Num passado remoto, onde o poder não teve uma expressão claramente assumida e com um peso significativo no seio das comunidades, em qualquer um dos pontos de vista, social, cultural, politico, religioso ou militar; onde não havia propriedade privada e o solo era sem donos; onde não existiam necessidades de armazenamento de colheitas ou cercas para gado, não existia planeamento urbano. As edificações não obedeciam a quaisquer regras para se implantarem, os arruamentos e os largos, quando os havia, dispunham-se sem hierarquização, surgindo as edificações (tendas, cabanas ou construções em materiais inertes) ao sabor de factores aleatórios, apenas ditados por conveniências óbvias como a proximidade de água, de terrenos aptos para cultivo, da configuração do relevo, da melhor insolação ou de medidas elementares de defesa e auto protecção contra ataques de animais ou de homens vindos do exterior.

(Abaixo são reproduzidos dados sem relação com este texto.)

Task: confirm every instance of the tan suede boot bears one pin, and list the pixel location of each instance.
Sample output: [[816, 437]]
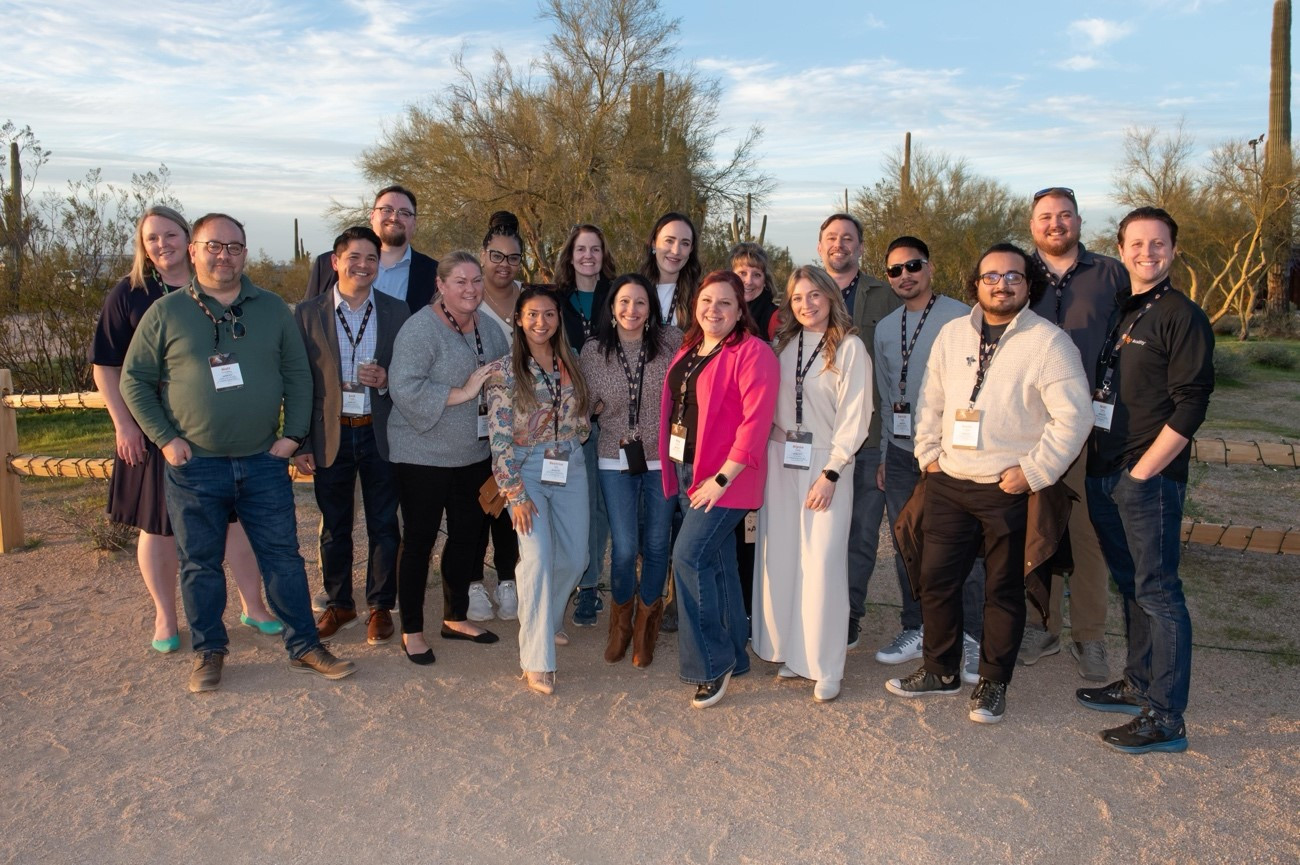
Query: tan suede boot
[[620, 631], [645, 632]]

Pelo contrário, quando passou a haver apropriação do solo nascida da incipiente cadeia de produção; quando o desenvolvimento da agricultura criou excedentes e estes deixaram de ser distribuídos pela comunidade na razão de «a cada um segundo as suas necessidades» e se entrou na fase de acumulação de bens; quando a organização do trabalho conheceu uma nova fase em que alguns membros da comunidade passaram a prestar serviços a outros de quem ficaram dependentes; quando, pois, se abandonou a economia de troca directa de bens de consumo em favor da venda de bens agora já acumulados, estavam criadas as condições para a instauração de um poder tutelar, do poder de um ou mais membros da comunidade sobre outros membros ou mesmo sobre todo o colectivo comunitário

Esta fase corresponde assim ao aparecimento da propriedade privada da terra e dos meios de produção, e da estruturação da sociedade em classes divididas por interesses diferentes entre possuidores e desprovidos. O poder agora reconfigurado, passou a atribuir direitos, a impor deveres, a gerar novas necessidades e dependências entre os homens. Um novo fenómeno surge, assim, na história das sociedades, criadas como estão as condições para a disputa emergente desta diferença de interesses irremediavelmente antagónicos. É a «luta de classes» que, na marcha do homem, tenderá a agudizar-se à medida que aquelas diferenças de interesses se radicalizarem.

E a gestão urbana conheceu, então, uma fase embrionária de configuração, em que o povoamento teve de se reformular e de atender aos novos valores que se impunham pelas novas necessidades materiais e organização do trabalho.

Assim, o detentor de mais terras e de mais animais, passou a assumir uma nova forma de poder e, no povoado, a sua residência traduzia já, em dimensão e em localização, esse poder. Surgiram currais e armazéns de víveres para usos de consumo ou de troca, oficinas de artesãos que fabricavam os instrumentos do trabalho e os objectos de uso doméstico. Desta forma se foi impondo a necessidade de rever a distribuição destas novas funções na comunidade e, consequentemente, no desenho do povoado. Eis criado o berço do urbanismo e da gestão urbana primitivos.

E esta é uma constante na marcha da história. Como vimos, e achamos por bem repeti-lo, todas as expressões da organização urbana, não são mais do que o reflexo do grau de desenvolvimento material das sociedades, quer dizer, da sua cultura, tomada esta como instrumento de identificação de uma forma específica das forças produtivas. A capacidade de edificar uma ciência, uma técnica, uma estrutura de ensino ou uma organização de saúde pública, postos ao serviço de toda a comunidade de forma a responder às suas exigências e expectativas de um presente e de um futuro de realização pessoal e colectiva, é disso um testemunho.

Como o é, também, a capacidade de desenhar um traçado urbano regulador em função do tipo de necessidades de uma comunidade, da topografia do terreno em que esta se irá implantar, das suas condicionantes climáticas, das actividades que desenvolve, das suas perspectivas de crescimento, com as tecnologias mais adequadas, tudo isto pensado de forma coordenada e integrada num plano coeso e coerente. Ora tal só é possível como emanação ou como um correlato de uma outra capacidade, a de formular conceitos racionais mais ou menos abstractos e sofisticados, ou de criar máquinas e ferramentas para a sua agricultura, para a sua indústria ou para apetrechar a sua investigação e a sua tecnologia, por elementares que estas sejam.